DELAYED INTENSIFICATION:
PART 1: Patients receive daratumumab IV on days 1 and 15, dexamethasone PO or IV BID on days 1 - 7 and 15 - 21, doxorubicin IV over 3 - 15 minutes on days 1, 8 and 15, methotrexate IT once on day 1 (patients with CNS1 or CNS2) or methotrexate IT, hydrocortisone IT and cytarabine IT once on day 1 (patients with CNS3), vincristine IV on days 1, 8 and 15, and pegaspargase IV over 1 - 2 hours or IM once on day 4 or calaspargase pegol-mknl IV over 1 - 2 hours once on day 4. Delayed intensification part 1 treatment continues over 28 days in the absence of disease progression or unacceptable toxicity.

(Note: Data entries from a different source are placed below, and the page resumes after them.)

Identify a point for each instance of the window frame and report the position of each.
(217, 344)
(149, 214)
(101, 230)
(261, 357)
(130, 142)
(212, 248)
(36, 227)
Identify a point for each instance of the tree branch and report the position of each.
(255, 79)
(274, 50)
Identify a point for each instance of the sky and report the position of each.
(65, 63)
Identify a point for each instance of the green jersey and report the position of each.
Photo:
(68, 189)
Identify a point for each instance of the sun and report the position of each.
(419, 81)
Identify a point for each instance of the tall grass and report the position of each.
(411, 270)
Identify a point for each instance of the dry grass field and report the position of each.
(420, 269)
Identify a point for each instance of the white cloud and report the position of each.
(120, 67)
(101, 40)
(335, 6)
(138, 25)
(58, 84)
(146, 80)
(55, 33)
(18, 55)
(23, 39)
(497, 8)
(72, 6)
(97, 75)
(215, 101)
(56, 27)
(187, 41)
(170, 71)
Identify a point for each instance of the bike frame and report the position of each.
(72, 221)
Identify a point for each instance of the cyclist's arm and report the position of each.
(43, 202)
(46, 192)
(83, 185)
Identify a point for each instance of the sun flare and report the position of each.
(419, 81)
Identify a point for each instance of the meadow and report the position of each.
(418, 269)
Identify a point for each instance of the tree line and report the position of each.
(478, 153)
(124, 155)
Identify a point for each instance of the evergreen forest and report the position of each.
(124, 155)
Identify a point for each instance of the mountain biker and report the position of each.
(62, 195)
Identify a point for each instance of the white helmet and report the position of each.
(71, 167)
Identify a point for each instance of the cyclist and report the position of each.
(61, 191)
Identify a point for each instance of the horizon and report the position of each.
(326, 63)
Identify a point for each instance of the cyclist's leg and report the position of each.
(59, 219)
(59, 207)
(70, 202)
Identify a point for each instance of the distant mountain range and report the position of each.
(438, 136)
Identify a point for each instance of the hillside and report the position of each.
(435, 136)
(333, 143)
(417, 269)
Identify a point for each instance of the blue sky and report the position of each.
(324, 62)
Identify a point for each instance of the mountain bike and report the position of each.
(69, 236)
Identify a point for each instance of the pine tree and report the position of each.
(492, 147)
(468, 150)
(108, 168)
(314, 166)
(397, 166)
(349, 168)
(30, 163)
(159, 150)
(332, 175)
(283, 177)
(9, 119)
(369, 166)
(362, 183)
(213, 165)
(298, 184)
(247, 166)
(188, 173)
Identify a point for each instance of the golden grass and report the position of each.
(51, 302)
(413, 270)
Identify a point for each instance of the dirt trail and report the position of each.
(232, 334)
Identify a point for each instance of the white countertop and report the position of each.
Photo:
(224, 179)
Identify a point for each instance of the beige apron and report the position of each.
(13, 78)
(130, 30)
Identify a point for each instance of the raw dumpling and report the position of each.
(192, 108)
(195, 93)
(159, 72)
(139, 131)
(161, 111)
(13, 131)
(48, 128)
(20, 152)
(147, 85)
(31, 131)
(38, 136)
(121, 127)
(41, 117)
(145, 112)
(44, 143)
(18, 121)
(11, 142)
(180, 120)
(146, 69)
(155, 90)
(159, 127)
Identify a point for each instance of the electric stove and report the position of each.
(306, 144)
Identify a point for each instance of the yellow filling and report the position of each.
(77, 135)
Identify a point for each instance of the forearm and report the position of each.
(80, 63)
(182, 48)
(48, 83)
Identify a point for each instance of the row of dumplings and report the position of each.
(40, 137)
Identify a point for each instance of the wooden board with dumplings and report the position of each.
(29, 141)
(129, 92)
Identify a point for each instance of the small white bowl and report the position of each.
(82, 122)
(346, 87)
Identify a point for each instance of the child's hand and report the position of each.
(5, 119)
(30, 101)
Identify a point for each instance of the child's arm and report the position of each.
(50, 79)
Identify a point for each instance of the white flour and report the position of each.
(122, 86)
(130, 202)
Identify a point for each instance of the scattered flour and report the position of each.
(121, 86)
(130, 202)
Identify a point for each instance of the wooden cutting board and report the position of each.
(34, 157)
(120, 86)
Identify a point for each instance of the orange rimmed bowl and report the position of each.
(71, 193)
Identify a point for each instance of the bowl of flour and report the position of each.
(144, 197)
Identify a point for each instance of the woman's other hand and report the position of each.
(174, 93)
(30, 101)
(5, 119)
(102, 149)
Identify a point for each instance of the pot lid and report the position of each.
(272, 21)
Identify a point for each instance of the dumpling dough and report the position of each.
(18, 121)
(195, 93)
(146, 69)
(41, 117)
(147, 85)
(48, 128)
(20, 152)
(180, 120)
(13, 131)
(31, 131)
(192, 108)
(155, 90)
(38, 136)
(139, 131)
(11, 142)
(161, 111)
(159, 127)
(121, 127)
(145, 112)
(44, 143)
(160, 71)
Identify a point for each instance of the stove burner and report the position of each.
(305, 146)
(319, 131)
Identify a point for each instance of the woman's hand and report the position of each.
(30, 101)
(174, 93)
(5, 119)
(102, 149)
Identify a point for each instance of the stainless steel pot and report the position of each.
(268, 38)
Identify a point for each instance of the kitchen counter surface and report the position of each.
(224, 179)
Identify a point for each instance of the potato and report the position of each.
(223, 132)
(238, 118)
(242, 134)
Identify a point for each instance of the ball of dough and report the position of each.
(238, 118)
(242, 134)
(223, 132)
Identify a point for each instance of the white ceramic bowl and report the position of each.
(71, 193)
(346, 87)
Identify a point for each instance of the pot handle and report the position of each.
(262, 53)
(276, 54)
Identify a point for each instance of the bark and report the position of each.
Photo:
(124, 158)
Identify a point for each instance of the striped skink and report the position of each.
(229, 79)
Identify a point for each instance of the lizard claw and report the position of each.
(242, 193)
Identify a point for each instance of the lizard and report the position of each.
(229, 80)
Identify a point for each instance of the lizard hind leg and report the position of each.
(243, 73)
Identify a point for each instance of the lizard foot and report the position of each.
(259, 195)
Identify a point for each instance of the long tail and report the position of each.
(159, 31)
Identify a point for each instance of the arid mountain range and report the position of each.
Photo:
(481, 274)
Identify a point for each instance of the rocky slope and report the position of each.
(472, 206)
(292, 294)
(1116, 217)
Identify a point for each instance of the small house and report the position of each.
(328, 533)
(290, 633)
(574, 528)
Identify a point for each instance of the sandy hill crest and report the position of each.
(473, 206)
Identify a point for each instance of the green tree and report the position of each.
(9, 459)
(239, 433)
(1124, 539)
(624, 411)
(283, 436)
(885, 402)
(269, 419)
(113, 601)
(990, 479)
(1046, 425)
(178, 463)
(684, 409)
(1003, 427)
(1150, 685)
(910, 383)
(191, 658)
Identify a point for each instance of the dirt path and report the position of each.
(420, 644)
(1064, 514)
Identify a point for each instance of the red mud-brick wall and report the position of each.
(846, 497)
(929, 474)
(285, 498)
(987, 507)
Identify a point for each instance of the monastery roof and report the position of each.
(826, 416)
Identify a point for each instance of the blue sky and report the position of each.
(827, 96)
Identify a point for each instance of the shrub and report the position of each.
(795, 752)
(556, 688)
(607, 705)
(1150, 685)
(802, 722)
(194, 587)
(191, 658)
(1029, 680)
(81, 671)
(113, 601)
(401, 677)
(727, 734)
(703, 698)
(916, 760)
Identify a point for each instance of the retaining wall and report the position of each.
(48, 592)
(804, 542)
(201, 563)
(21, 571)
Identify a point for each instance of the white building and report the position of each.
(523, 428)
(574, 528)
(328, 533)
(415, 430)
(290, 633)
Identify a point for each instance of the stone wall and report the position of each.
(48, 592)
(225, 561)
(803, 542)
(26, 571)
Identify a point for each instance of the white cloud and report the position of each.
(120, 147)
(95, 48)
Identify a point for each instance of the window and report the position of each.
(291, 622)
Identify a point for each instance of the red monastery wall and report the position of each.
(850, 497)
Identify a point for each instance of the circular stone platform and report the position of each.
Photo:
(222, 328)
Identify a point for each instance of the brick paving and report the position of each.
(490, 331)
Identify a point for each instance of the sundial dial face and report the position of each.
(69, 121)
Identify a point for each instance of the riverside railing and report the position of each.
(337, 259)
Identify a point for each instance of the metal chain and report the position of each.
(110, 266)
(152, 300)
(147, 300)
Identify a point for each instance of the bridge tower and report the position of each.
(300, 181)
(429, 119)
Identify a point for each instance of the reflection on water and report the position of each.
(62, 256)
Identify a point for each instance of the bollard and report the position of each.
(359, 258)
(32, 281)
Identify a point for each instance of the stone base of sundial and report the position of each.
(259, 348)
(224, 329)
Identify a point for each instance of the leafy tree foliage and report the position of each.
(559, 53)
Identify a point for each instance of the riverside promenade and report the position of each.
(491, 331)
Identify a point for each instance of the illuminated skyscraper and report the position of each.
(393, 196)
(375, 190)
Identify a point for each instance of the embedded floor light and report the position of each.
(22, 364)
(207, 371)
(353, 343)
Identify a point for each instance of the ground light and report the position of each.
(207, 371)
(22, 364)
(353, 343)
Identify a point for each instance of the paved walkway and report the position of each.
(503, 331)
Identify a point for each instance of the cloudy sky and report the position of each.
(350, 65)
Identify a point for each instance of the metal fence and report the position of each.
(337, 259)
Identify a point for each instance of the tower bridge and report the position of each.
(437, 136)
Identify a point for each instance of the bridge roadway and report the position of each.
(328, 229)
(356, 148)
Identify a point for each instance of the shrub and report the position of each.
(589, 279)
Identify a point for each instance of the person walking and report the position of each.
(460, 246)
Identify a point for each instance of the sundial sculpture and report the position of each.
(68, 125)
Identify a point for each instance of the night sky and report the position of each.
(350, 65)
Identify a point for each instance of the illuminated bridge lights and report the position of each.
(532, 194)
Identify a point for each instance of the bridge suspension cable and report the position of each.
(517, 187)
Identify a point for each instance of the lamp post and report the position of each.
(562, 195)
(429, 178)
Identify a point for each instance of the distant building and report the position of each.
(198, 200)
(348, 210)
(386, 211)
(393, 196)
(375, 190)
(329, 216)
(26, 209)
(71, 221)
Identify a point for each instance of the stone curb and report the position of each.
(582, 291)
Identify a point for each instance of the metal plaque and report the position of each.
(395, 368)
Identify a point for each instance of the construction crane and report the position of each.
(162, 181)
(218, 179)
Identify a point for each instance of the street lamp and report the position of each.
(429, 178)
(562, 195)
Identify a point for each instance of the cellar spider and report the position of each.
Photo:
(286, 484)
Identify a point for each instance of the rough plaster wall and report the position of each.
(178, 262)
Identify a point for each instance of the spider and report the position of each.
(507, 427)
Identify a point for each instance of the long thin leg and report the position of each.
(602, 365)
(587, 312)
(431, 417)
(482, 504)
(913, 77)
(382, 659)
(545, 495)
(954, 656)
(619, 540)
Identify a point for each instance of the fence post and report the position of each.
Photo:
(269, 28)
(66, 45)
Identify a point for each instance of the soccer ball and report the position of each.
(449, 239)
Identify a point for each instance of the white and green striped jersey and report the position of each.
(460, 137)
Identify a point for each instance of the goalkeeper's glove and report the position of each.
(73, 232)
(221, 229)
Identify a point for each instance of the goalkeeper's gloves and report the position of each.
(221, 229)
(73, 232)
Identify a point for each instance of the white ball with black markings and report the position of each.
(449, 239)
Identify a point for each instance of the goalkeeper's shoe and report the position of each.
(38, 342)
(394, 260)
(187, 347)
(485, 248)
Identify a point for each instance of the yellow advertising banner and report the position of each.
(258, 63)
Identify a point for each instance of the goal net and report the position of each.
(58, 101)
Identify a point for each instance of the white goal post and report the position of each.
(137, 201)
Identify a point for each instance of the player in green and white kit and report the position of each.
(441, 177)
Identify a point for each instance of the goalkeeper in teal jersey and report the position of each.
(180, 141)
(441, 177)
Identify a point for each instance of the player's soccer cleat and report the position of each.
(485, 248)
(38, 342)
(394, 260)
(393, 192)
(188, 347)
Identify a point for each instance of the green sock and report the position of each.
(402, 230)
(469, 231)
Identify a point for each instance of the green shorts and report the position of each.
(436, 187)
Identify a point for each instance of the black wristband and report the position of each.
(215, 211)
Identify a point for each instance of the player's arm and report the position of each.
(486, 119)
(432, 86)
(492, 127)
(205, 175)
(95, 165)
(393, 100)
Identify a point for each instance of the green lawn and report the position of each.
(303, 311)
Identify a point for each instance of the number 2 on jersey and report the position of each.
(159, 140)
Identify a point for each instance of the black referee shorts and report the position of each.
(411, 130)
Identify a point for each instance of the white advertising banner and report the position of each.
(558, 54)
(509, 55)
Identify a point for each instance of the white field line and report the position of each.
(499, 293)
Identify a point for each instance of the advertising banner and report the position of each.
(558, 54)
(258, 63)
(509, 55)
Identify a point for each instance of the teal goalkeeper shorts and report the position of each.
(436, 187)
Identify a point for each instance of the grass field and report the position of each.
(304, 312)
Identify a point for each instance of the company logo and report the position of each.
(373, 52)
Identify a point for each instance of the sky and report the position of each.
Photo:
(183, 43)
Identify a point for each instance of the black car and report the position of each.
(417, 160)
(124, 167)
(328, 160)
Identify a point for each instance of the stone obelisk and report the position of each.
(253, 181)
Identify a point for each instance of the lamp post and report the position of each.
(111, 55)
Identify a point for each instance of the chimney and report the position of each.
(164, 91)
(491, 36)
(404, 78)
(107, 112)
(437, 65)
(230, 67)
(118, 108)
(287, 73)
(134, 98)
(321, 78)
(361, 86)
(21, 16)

PART 2: Patients receive nelarabine IV over 60 minutes QD on days 29 - 33, daratumumab IV on days 36 and 50, cyclophosphamide IV over 30 - 60 minutes once on day 36, cytarabine IV over 1 - 30 minutes or SC QD on days 36 - 39 and 43 - 46, thioguanine PO QD on days 36 - 49, methotrexate IT on days 36 and 43 (patients with CNS1 or CNS2) or methotrexate IT, hydrocortisone IT and cytarabine IT on days 36 and 43 (patients with CNS3), pegaspargase IV over 1 - 2 hours or IM once on day 51 or calaspargase pegol-mknl IV over 1 - 2 hours once on day 51, and vincristine IV on days 50 and 57. Delayed intensification part 2 treatment continues over 35 days in the absence of disease progression or unacceptable toxicity.
MAINTENANCE:
CYCLES 1 - 3: Patients receive methotrexate IT once on day 1 (patients with CNS1 or CNS2) or methotrexate IT, hydrocortisone IT and cytarabine IT once on day 1 (patients with CNS3), mercaptopurine PO QD on days 1 - 28 and 36 - 84, prednisone PO or IV BID on days 1 - 5 and 57 - 61 or prednisolone PO or IV BID on days 1 - 5 and 57 - 61 or methylprednisolone IV BID on days 1 - 5 and 57 - 61, vincristine IV on days 1 and 57, methotrexate PO on days 8, 15, 22, 36, 43, 50, 57, 64, 71 and 78, and nelarabine IV over 60 minutes QD on days 29 - 33. Cycles repeat every 84 days for up to 3 cycles in the absence of disease progression or unacceptable toxicity.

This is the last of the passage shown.